Articles | Volume 69, issue 3
https://doi.org/10.5194/gh-69-171-2014
https://doi.org/10.5194/gh-69-171-2014
Standard article
 | 
08 Oct 2014
Standard article |  | 08 Oct 2014

Von Interaktion zu Transaktion – Konsequenzen eines pragmatischen Mensch-Umwelt-Verständnisses für eine Geographie der Mitwelt

C. Steiner

Abstract. Questions about how human-environment-relations can be conceptualized in a non-dualistic way have been intensively discussed throughout the last decades. The majority of the established realist and constructivist perspectives aim at explaining a given situation by analytically dissecting it. Unfortunately, such an interactionist perspective systematically reproduces the dualistic division between humans, environment and nature.

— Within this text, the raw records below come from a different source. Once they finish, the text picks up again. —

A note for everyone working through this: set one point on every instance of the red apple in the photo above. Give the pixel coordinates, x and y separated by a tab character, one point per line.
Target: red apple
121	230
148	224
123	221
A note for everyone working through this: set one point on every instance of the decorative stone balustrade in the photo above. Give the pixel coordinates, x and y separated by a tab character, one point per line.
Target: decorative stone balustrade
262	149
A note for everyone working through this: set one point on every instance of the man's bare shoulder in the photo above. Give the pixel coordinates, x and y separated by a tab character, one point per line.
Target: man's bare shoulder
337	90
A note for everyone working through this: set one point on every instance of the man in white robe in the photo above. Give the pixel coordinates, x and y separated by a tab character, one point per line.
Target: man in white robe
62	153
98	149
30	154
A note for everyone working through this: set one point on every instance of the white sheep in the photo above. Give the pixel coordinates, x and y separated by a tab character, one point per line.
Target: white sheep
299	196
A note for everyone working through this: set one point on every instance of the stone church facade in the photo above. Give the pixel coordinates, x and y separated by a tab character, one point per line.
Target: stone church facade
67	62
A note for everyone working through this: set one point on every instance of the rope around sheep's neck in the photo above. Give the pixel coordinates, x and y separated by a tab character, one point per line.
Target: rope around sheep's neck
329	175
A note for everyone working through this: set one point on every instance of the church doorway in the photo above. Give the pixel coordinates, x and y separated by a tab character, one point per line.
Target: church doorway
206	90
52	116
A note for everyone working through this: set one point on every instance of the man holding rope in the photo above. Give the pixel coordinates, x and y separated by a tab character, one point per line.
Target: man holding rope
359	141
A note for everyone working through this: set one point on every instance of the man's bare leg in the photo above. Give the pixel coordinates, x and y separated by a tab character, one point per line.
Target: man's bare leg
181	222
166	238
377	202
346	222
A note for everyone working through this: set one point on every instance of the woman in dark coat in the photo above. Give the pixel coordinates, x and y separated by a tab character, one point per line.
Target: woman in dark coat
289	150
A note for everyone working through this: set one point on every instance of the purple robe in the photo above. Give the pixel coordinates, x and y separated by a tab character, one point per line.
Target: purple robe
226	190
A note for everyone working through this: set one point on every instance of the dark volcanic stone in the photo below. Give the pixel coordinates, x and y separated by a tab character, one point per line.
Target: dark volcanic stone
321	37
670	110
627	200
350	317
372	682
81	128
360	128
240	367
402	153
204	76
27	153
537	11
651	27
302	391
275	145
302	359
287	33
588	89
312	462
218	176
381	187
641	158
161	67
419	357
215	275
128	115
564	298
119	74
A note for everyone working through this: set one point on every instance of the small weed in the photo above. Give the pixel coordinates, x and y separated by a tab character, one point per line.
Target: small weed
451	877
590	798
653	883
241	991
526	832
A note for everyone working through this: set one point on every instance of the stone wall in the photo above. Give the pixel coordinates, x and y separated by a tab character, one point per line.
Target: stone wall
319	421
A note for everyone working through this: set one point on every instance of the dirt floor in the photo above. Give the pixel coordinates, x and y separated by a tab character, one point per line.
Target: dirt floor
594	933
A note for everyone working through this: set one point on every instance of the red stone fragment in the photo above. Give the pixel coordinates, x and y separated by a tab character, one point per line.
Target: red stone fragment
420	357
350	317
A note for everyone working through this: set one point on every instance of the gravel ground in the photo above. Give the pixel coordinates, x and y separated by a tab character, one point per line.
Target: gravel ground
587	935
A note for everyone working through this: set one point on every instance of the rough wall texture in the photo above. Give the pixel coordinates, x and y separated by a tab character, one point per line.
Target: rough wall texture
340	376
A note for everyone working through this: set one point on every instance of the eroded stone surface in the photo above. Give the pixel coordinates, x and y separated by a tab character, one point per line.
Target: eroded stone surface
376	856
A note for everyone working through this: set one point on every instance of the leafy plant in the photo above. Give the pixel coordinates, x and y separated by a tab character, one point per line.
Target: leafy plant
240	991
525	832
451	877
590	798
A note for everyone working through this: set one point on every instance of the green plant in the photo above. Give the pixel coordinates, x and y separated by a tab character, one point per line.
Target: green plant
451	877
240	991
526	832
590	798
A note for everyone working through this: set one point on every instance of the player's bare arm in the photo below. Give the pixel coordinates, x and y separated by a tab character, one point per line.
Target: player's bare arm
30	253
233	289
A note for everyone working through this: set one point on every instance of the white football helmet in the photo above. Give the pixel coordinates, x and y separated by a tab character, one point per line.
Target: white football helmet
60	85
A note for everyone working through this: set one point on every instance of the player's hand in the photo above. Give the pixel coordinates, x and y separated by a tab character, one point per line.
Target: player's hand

In contrast, this paper offers a transactive perspective origin in classical pragmatism and discusses its meta-theoretical consequences for human-environment-research. A transactionist perspective interprets the world as a flow of unique and entangled events. Instead of ontologically separating humans and environment, it advocates to look at their relations as being part of a "connatural world". Such a point of view raises new ethical and political questions for geographical human-environment research, argues for a renaissance of ideographic methodologies and hints to a fruitful unity of geographical inquiry.